The United States saw the largest increase ever in the rate of drug overdose deaths in the first year of the COVID pandemic, with the death rate increasing most dramatically — 44 percent — among black Americans, the Centers for Disease Control and Prevention reported Tuesday.

From 2019 to 2020, the CDC said, the rate of fatal drug overdoses rose by 30 percent overall from 21.6 deaths per 100,000 people in 2019 to 28.3 deaths per 100,000 in 2020. Most deaths were due to illicit fentanyl, the powerful synthetic opioid.

"These numbers are staggering," said Dr Debra Houry, the CDC's acting principal deputy director and director of the agency's National Center for Injury Prevention and Control. "Drug overdoses were on the rise prior to 2020, but not at this rate,'' she said,

Overdose deaths increased 44 percent for black people and 39 percent for Native Americans in 2020 compared with 2019, as the COVID-19 pandemic disrupted access to care and exacerbated racial inequality, the agency said.

Fatal drug overdoses increased among white people though at a slower rate, 22 percent. In 2019, 25.2 overdose deaths per 100,000 people occurred among white Americans, compared with 30.7 per 100,000 in 2020.

The agency said 2020 was the most recent year for which it had complete data from 25 states analyzed in the study and Washington DC.

While substance abuse was common among people who died, CDC researchers found that a history of substance-use treatment wasn't. About a tenth of Native Americans had reportedly received treatment and 1 in 12 black people. White people were nearly twice as likely to have received treatment as black people.

The findings show how the escalating overdose crisis is exacting a mounting toll on minority groups that are in some cases marginalized by the healthcare system, CDC researchers said.

According to the CDC, black people between ages 15 and 24 experienced the largest increase in overdose death rates from 2019 to 2020 at 86 percent. Native American women between 25 and 44 years old were nearly two times as likely to die of an overdose in 2020 than their white counterparts.

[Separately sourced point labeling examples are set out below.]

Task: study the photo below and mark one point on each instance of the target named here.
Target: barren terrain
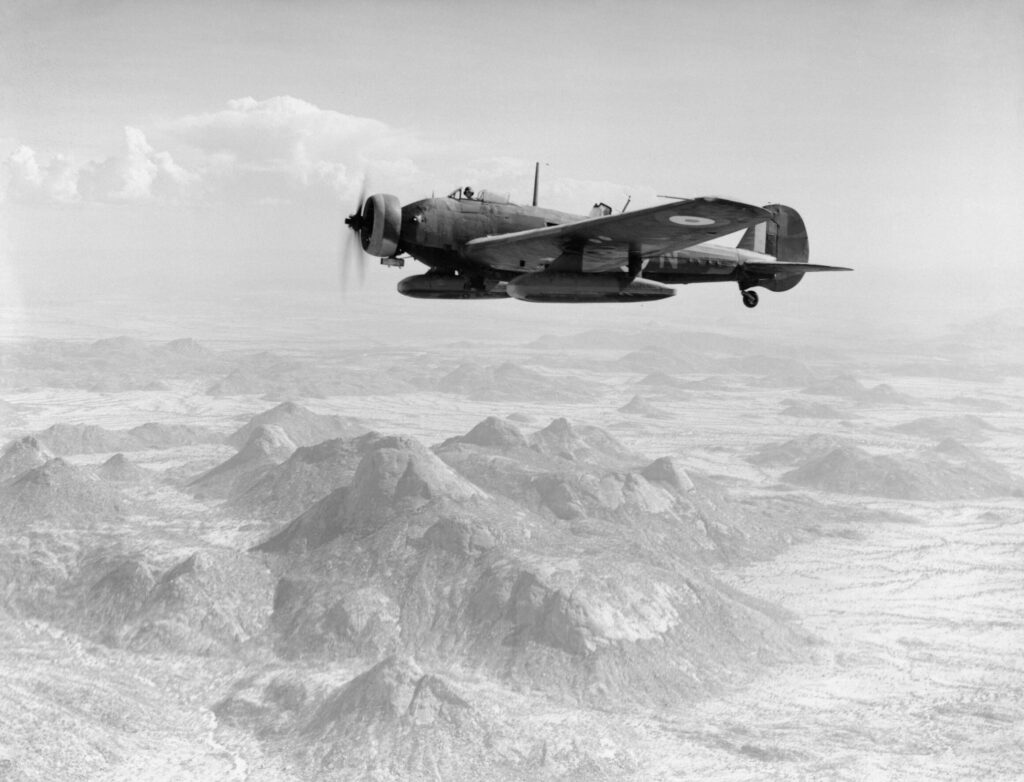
(654, 554)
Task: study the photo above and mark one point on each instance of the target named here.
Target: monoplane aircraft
(478, 245)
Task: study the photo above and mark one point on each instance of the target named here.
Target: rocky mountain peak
(22, 455)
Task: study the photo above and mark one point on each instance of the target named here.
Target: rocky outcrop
(20, 455)
(949, 471)
(302, 426)
(311, 473)
(57, 492)
(212, 602)
(267, 446)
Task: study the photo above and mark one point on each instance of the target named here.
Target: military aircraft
(481, 246)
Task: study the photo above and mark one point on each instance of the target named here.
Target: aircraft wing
(603, 244)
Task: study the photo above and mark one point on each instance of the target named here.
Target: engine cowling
(449, 287)
(573, 287)
(381, 224)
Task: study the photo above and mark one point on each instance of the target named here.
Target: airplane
(482, 246)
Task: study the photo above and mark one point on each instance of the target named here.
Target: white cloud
(286, 150)
(136, 173)
(289, 149)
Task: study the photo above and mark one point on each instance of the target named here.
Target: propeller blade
(350, 249)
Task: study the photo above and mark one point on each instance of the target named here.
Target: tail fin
(783, 236)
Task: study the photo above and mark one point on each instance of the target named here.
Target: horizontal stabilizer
(783, 269)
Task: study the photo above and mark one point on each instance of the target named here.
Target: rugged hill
(267, 446)
(638, 405)
(414, 559)
(119, 469)
(69, 439)
(805, 409)
(799, 449)
(949, 471)
(57, 492)
(302, 426)
(507, 381)
(970, 428)
(849, 387)
(20, 455)
(309, 474)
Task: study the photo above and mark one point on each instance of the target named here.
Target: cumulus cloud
(284, 150)
(27, 179)
(136, 173)
(287, 148)
(280, 149)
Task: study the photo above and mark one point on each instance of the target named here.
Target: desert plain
(273, 538)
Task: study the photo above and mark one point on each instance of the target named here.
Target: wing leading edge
(604, 244)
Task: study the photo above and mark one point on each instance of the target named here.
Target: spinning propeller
(352, 245)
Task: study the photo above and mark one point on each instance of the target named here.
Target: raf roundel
(690, 220)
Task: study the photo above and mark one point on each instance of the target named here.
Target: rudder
(784, 236)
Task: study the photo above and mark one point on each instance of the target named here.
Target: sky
(153, 151)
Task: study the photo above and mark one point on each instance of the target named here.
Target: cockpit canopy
(488, 197)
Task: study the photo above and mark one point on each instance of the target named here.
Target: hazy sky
(159, 144)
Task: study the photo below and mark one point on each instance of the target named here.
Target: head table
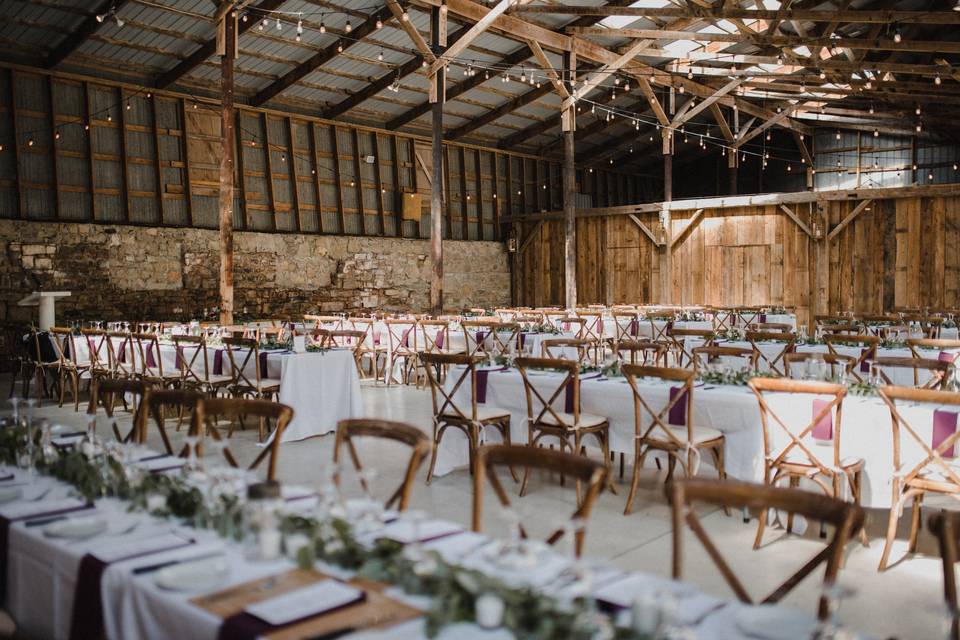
(112, 575)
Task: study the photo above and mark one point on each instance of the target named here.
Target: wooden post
(666, 252)
(436, 185)
(569, 125)
(227, 134)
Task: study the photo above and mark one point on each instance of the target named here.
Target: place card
(319, 597)
(404, 531)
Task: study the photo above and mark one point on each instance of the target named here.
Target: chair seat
(701, 435)
(587, 420)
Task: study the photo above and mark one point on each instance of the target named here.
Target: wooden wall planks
(897, 253)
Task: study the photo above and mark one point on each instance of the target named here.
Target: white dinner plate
(772, 622)
(197, 575)
(9, 494)
(76, 528)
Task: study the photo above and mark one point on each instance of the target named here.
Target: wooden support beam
(87, 28)
(319, 59)
(208, 48)
(848, 219)
(694, 222)
(645, 229)
(793, 216)
(227, 135)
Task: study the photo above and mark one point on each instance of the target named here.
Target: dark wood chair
(417, 440)
(587, 472)
(847, 519)
(233, 408)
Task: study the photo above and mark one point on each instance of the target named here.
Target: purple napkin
(87, 619)
(678, 412)
(824, 428)
(150, 360)
(944, 426)
(870, 352)
(263, 365)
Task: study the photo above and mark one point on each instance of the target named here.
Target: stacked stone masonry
(133, 273)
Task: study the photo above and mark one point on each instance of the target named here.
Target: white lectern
(46, 301)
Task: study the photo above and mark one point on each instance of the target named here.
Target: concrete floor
(903, 602)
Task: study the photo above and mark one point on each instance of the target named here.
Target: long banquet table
(43, 576)
(866, 430)
(322, 387)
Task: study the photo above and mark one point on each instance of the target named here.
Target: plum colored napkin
(824, 428)
(944, 426)
(678, 412)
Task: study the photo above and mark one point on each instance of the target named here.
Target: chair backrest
(157, 402)
(232, 408)
(786, 439)
(868, 349)
(559, 348)
(443, 395)
(932, 448)
(847, 520)
(676, 412)
(564, 388)
(580, 468)
(939, 371)
(708, 355)
(642, 352)
(409, 435)
(840, 364)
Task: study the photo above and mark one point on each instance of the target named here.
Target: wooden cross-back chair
(939, 371)
(486, 337)
(69, 367)
(840, 364)
(156, 405)
(642, 352)
(946, 527)
(567, 424)
(151, 363)
(401, 432)
(402, 349)
(104, 392)
(560, 348)
(451, 412)
(234, 408)
(775, 363)
(788, 450)
(703, 356)
(666, 431)
(933, 469)
(587, 472)
(684, 352)
(867, 353)
(847, 520)
(369, 347)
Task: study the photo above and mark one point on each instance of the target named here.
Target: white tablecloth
(866, 430)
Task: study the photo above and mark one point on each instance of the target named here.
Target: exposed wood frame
(850, 217)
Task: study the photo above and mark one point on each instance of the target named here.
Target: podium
(46, 303)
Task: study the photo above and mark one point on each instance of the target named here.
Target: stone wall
(126, 272)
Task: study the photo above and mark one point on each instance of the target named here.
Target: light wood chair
(847, 520)
(234, 408)
(946, 527)
(868, 350)
(450, 412)
(671, 429)
(567, 424)
(921, 465)
(789, 453)
(411, 436)
(586, 472)
(703, 356)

Among black men 65 years and older, the rate of deadly overdoses was nearly seven times that of white men of the same age in 2020.

The sharp increase in drug overdose deaths was apparent by 2021, when the CDC reported that the country had surpassed 100,000 such deaths for the first time ever in 12-month period.

Overdose rates were higher in areas with more opioid-treatment programs than average, a finding that the study's authors said demonstrated other barriers to access for some people.

Overdose rates were also higher in counties with higher income inequality, according to the report.

"Just because there is availability of services doesn't mean that services are actually accessible," said Mbabazi Kariisa, a health scientist in the CDC's overdose-prevention division. "Factors like stigmatization as well as mistrust in the general healthcare system may prevent people from accessing the treatment services."

Drug deaths among black people in 2020 passed the rate in the white population for the first time since 1999, researchers at the University of California, Los Angeles have shown. The gap in overdose rates between the black and white populations was narrowing before the pandemic.

Health providers are more likely to direct black patients to methadone, which is delivered by highly regulated opioid-treatment programs that often require daily visits to obtain the medication, researchers have found.

Expanding access to telehealth and mobile services for opioid treatment would help improve access, said Houry.

"We believe that now is the time to provide the communities with the additional resources they need," she said.